A iniciativa para a deflagração do processo legislativo está adequada, pois o projeto de lei apresentado trata de questões ligadas ao pagamento do piso salarial dos Agentes Comunitários de Saúde e dos Agentes de Combate às Endemias, agentes ligados ao Executivo, cuja gestão da política remuneratória compete ao Prefeito, autor da proposição.

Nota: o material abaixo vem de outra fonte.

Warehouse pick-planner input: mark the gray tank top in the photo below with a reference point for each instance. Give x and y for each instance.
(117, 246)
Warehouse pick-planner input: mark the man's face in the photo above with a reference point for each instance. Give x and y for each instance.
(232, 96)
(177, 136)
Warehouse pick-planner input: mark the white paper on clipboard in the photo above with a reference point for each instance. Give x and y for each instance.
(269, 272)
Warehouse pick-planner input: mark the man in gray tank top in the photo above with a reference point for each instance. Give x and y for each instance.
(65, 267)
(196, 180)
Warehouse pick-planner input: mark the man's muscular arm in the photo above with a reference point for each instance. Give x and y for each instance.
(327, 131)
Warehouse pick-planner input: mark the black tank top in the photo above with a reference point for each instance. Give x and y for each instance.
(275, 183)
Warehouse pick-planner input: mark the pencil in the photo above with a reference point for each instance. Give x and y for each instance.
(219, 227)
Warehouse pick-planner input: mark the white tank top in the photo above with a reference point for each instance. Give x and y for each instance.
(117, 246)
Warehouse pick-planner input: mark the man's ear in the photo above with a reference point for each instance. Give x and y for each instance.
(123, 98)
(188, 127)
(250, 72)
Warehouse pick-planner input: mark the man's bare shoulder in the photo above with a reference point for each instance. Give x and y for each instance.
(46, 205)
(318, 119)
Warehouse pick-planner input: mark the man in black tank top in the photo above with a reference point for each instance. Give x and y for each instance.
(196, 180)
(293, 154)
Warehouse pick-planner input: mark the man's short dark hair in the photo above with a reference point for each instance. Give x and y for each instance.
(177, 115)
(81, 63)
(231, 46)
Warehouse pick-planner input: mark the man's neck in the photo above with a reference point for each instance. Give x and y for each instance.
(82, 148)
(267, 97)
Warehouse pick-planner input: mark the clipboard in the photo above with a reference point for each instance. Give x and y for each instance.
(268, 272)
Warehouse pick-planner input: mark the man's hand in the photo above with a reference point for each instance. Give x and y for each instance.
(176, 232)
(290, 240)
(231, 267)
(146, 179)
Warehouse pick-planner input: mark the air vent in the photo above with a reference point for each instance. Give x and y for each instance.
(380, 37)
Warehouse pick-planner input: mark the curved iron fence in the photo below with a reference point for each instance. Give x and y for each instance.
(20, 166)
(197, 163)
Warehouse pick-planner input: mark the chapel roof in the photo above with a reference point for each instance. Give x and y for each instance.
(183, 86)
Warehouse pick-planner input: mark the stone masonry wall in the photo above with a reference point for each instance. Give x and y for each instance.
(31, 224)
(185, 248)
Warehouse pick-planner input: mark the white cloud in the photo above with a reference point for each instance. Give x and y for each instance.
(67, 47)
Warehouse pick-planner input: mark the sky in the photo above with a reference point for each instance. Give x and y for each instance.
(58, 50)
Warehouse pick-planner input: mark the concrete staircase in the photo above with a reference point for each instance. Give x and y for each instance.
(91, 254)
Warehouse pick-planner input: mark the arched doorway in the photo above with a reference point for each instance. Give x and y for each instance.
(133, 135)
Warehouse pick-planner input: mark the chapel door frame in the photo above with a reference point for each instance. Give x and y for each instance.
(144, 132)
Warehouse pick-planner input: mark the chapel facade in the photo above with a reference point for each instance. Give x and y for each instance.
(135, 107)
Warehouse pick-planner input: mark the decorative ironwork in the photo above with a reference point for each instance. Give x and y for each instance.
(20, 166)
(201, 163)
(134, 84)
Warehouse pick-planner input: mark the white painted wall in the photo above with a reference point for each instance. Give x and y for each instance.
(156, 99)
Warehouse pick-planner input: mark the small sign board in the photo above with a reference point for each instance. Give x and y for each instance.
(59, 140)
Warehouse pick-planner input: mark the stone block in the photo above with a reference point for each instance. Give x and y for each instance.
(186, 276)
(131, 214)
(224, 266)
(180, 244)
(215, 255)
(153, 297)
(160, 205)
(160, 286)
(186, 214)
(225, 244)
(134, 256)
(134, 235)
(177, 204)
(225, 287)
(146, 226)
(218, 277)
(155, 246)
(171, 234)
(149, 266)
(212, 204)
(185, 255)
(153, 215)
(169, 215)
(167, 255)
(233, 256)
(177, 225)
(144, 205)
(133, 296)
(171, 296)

Em relação à matéria de fundo, verifica-se que o PLE nº 074/2022 busca criar um complemento salarial no vencimento básico dos Agentes Comunitários de Saúde e dos Agentes de Combate às Endemias, em observância ao disposto no § 9º do art. 198 da Constituição Federal, introduzido pela Emenda Constitucional nº 120, de 5 de maio de 2022. Basicamente, a alteração expressa uma conquista histórica da categoria, cuja política remuneratória passa a ser regida pelo próprio texto constitucional, ainda que já exista legislação nacional que, mais detalhadamente, discorra sobre o tema.

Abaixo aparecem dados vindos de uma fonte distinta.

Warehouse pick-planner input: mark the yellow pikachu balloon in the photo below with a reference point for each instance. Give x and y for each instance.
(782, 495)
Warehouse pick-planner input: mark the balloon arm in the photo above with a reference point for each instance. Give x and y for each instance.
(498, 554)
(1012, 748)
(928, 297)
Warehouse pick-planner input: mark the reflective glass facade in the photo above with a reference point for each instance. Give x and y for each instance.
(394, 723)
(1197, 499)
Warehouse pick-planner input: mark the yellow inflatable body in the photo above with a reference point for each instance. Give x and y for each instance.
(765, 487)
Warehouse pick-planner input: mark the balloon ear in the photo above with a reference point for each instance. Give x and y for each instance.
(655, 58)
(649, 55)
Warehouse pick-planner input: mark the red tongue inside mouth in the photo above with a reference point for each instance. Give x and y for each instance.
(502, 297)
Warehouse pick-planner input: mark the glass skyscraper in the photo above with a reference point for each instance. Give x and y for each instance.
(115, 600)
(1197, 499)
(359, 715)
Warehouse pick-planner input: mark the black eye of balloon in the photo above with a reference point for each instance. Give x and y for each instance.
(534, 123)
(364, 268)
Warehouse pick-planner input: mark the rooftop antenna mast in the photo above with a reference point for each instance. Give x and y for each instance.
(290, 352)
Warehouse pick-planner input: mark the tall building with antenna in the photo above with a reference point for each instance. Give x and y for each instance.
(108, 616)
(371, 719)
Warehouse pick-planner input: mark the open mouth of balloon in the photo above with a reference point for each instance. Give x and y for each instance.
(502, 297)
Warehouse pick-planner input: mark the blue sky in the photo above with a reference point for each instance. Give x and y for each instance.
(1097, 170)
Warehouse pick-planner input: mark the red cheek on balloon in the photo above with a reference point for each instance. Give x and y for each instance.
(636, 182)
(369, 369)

Com efeito, a Lei nº 11.350, de 5 de outubro de 2006, rege as atividades dos Agentes Comunitários de Saúde e dos Agentes de Combate às Endemias, estabelecendo, por efeito de alteração realizada pela Lei nº 12.994, de 17 de junho de 2014, um piso salarial profissional nacional, conceituado como “[...] o valor abaixo do qual a União, os Estados, o Distrito Federal e os Municípios não poderão fixar o vencimento inicial das Carreiras de Agente Comunitário de Saúde e de Agente de Combate às Endemias para a jornada de 40 (quarenta) horas semanais.” O valor do piso, inicialmente definido em R$ 1.014,00, passou por alterações em 2018 a partir de uma regra de escalonamento que definiu, para 2021, o mínimo de R$ 1.550,00.

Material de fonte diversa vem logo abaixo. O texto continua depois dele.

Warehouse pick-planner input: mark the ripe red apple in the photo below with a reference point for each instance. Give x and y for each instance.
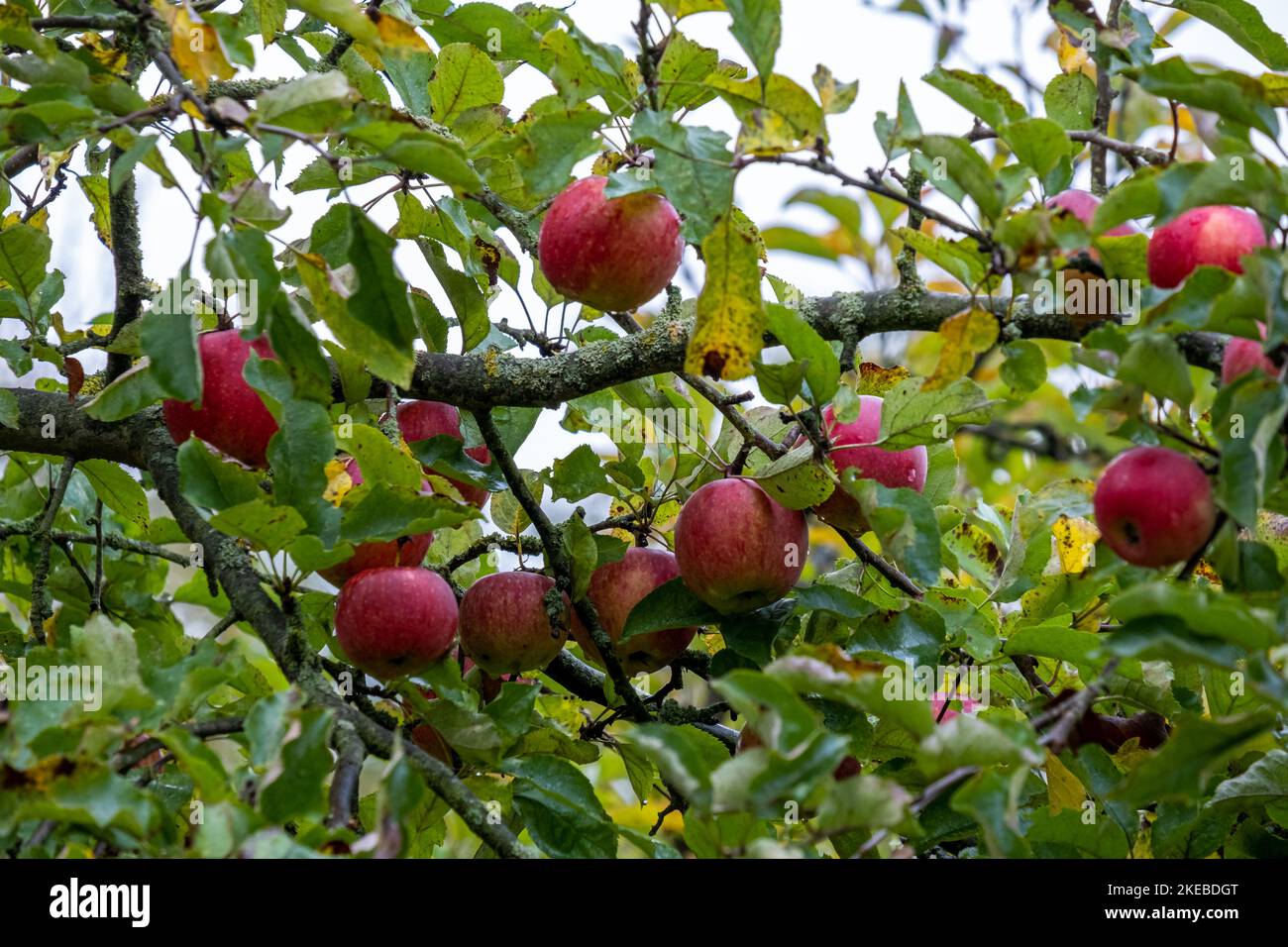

Contudo, em 5 de maio de 2022 foi promulgada a Emenda Constitucional nº 120, que acrescentou os §§ 7º a 11 ao art. 198 da Constituição Federal, estabelecendo novas regras sobre a política remuneratória dos Agentes Comunitários de Saúde e dos Agentes de Combate às Endemias, a seguir transcritas:

Art. 198 (...)

§ 7º O vencimento dos agentes comunitários de saúde e dos agentes de combate às endemias fica sob responsabilidade da União, e cabe aos Estados, ao Distrito Federal e aos Municípios estabelecer, além de outros consectários e vantagens, incentivos, auxílios, gratificações e indenizações, a fim de valorizar o trabalho desses profissionais.

§ 8º Os recursos destinados ao pagamento do vencimento dos agentes comunitários de saúde e dos agentes de combate às endemias serão consignados no orçamento geral da União com dotação própria e exclusiva.

§ 9º O vencimento dos agentes comunitários de saúde e dos agentes de combate às endemias não será inferior a 2 (dois) salários mínimos, repassados pela União aos Municípios, aos Estados e ao Distrito Federal.

§ 10. Os agentes comunitários de saúde e os agentes de combate às endemias terão também, em razão dos riscos inerentes às funções desempenhadas, aposentadoria especial e, somado aos seus vencimentos, adicional de insalubridade.

§ 11. Os recursos financeiros repassados pela União aos Estados, ao Distrito Federal e aos Municípios para pagamento do vencimento ou de qualquer outra vantagem dos agentes comunitários de saúde e dos agentes de combate às endemias não serão objeto de inclusão no cálculo para fins do limite de despesa com pessoal." (NR)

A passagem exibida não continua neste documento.